On the rate of crustal failures in young magnetars

TL;DR

This paper estimates the frequency of crustal failures in young magnetars through detailed simulations, revealing that failure rates depend heavily on initial magnetic configurations and crustal magnetic energy, impacting models of magnetar activity and Fast Radio Bursts.

Contribution

It provides the first detailed simulation-based estimates of crustal failure rates in young magnetars considering complex initial magnetic topologies.

Findings

Crustal failure rate varies significantly with initial magnetic configuration.

Failure rate correlates with crustal magnetic energy, not surface dipolar field.

Results inform models of magnetar outbursts and Fast Radio Burst origins.

Abstract

The activity of magnetars is powered by their intense and dynamic magnetic fields and has been proposed as the trigger to extragalactic Fast Radio Bursts. Here we estimate the frequency of crustal failures in young magnetars, by computing the magnetic stresses in detailed magneto-thermal simulations including Hall drift and Ohmic dissipation.
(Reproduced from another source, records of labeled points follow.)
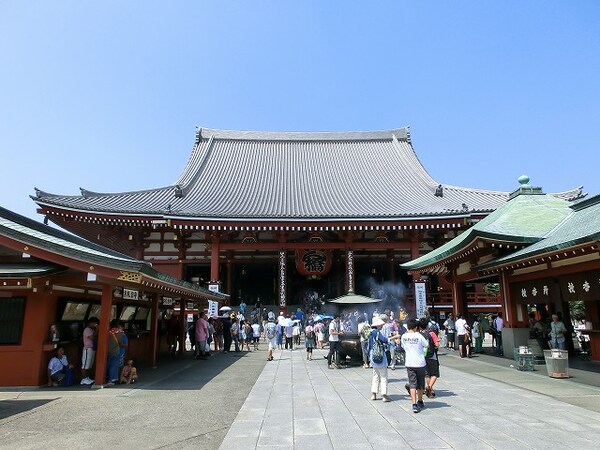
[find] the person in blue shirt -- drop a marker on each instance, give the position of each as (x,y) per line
(378,360)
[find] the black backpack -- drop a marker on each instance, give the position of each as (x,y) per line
(377,351)
(431,349)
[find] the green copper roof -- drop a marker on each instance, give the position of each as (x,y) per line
(581,226)
(523,219)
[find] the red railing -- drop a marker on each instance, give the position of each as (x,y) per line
(441,298)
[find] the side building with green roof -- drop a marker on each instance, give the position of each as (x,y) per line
(542,251)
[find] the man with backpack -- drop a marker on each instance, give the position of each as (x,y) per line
(364,331)
(414,345)
(432,363)
(378,359)
(270,336)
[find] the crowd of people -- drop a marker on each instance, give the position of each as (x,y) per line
(62,373)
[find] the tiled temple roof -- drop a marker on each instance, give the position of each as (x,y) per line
(296,175)
(34,235)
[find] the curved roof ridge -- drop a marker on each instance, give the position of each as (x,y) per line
(85,193)
(572,194)
(196,163)
(401,133)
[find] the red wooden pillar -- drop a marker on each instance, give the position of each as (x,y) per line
(103,327)
(392,266)
(350,275)
(182,325)
(282,272)
(509,306)
(214,258)
(153,350)
(229,283)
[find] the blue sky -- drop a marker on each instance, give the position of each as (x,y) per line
(107,95)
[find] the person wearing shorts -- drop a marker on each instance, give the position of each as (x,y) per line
(270,336)
(88,354)
(414,345)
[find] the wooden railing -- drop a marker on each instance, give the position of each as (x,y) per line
(446,298)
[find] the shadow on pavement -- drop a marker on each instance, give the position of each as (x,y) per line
(12,407)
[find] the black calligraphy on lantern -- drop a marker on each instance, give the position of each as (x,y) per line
(314,261)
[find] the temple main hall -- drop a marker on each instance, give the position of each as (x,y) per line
(282,217)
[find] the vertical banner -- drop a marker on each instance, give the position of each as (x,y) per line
(213,308)
(350,270)
(420,299)
(282,278)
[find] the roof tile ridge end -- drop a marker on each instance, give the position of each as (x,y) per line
(470,189)
(427,177)
(200,168)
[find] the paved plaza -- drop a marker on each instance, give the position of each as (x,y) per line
(242,402)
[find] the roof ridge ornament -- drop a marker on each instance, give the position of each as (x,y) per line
(525,188)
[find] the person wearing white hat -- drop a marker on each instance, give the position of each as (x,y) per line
(378,360)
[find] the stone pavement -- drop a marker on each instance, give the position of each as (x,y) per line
(238,401)
(481,403)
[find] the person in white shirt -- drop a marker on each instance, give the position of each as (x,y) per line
(335,332)
(499,322)
(255,334)
(364,331)
(462,331)
(414,345)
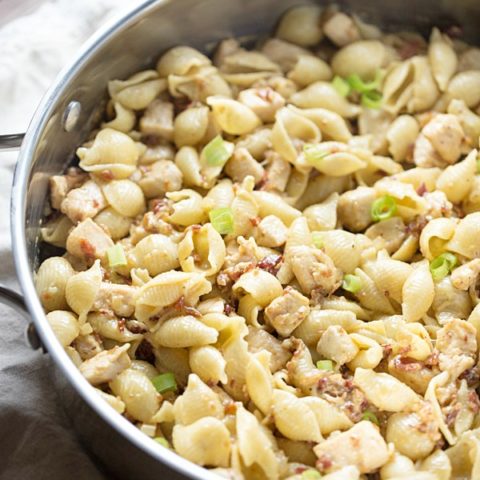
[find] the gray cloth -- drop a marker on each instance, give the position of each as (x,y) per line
(36,438)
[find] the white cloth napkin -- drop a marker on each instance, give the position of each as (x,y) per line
(36,439)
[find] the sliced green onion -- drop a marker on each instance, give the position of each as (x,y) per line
(371,417)
(325,365)
(311,475)
(372,99)
(317,239)
(314,153)
(357,84)
(383,208)
(217,151)
(116,256)
(341,86)
(222,220)
(162,441)
(165,382)
(352,283)
(442,265)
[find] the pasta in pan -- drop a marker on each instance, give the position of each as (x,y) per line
(268,261)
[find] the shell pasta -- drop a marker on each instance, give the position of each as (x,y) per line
(271,256)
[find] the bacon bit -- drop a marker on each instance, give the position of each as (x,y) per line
(144,352)
(121,324)
(180,306)
(87,248)
(324,462)
(107,175)
(270,263)
(422,189)
(255,221)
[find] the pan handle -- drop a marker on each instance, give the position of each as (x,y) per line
(15,300)
(11,142)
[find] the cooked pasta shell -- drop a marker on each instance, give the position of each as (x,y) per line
(125,197)
(156,253)
(50,282)
(442,58)
(188,207)
(324,95)
(290,126)
(364,58)
(112,151)
(138,393)
(208,363)
(456,181)
(254,444)
(197,401)
(293,418)
(233,117)
(185,331)
(81,290)
(64,325)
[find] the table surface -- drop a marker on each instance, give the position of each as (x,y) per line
(36,40)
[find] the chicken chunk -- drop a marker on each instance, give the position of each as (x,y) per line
(354,208)
(341,29)
(263,101)
(161,177)
(117,298)
(362,446)
(465,276)
(271,232)
(314,270)
(83,202)
(242,164)
(446,136)
(106,365)
(287,312)
(158,120)
(335,344)
(258,340)
(88,241)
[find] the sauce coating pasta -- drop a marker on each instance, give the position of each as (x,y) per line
(272,256)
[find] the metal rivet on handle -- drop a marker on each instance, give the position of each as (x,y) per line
(71,115)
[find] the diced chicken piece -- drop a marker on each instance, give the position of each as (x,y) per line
(161,177)
(258,340)
(116,298)
(271,232)
(424,155)
(158,120)
(225,48)
(106,365)
(341,29)
(335,344)
(457,337)
(84,202)
(388,234)
(465,276)
(446,136)
(263,101)
(354,208)
(88,241)
(362,446)
(242,164)
(87,346)
(283,53)
(437,204)
(314,270)
(287,312)
(278,172)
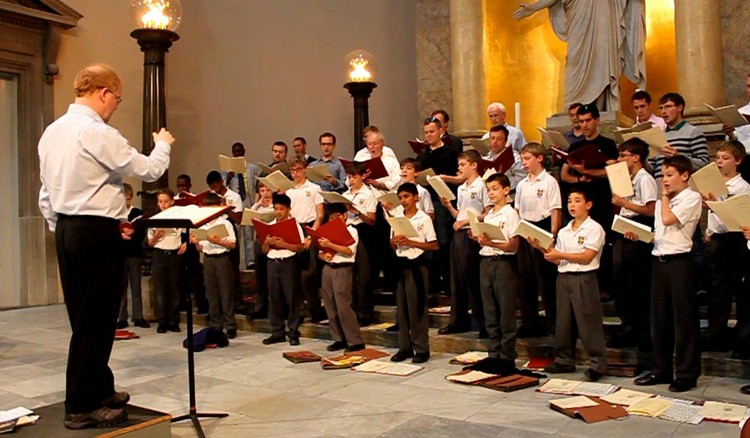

The initial internal topology at birth is poorly known but is likely to be much more complex than a dipole. Thus, we explore a wide range of initial configurations, finding that the expected rate of crustal failures varies by orders of magnitude depending on the initial magnetic configuration. Our results show that this rate scales with the crustal magnetic energy, rather than with the often used surface value of the dipolar component related to the spin-down torque. The estimated frequency of crustal failures for a given dipolar component can vary by orders of magnitude for different initial conditions, depending on how much magnetic energy is distributed in the crustal non-dipolar components, likely dominant in newborn magnetars. The quantitative reliability of the expected event rate could be improved by a better treatment of the magnetic evolution in the core and the elastic/plastic crustal response, here not included. Regardless of that, our results are useful inputs in modelling the outburst rate of young Galactic magnetars, and their relation with the Fast Radio Bursts in our and other galaxies.